On Friday, a divided panel of the Sixth Circuit ruled (in EMW Women’s Surgical Center v. Planned Parenthood) that a district court had improperly enjoined the operation of Kentucky statutory and regulatory provisions that require abortion facilities to have transfer and transport agreements with hospitals and ambulance services. Judge Joan Larsen, joined by Judge Chad Readler, wrote the impressive majority opinion. Judge Eric Clay dissented.
Here’s a brief overview of the majority opinion:
In June Medical Services v. Russo (2020), the five members of the majority disagreed on how the “undue burden” test of Planned Parenthood v. Casey applies. Under the Supreme Court’s rule in Marks v. United States (1977), when no opinion in a Supreme Court case garners a majority, lower courts are to treat as the Court’s holding the position taken by the justice or justices who concurred in the judgment on the narrowest grounds. That means that the Chief Justice’s concurring opinion in June Medical sets forth that case’s holding. (Pp. 12-22.)

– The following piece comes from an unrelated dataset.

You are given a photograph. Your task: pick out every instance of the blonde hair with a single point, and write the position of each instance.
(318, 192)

Under the Chief Justice’s controlling opinion, the district court should not have attempted to weigh the benefits of abortion regulations against their burdens. We instead need only consider whether a challenged abortion regulation (a) is reasonably related to a legitimate state interest, and (b) imposes a substantial obstacle in the path of a woman seeking an abortion.
The requirements for transfer and transport agreements are reasonably related to the legitimate state interest in determining in advance what duties each party has in an emergency and how the patient’s information will be transmitted from the abortion facility to the hospital. (Pp. 23-26.)
The district court held that the regulations would impose a substantial obstacle by leaving Kentucky without any operating abortion facility. But the district court wrongly assumed that the existing abortion facilities could not avail themselves of quarterly waivers. (Pp. 26-34.)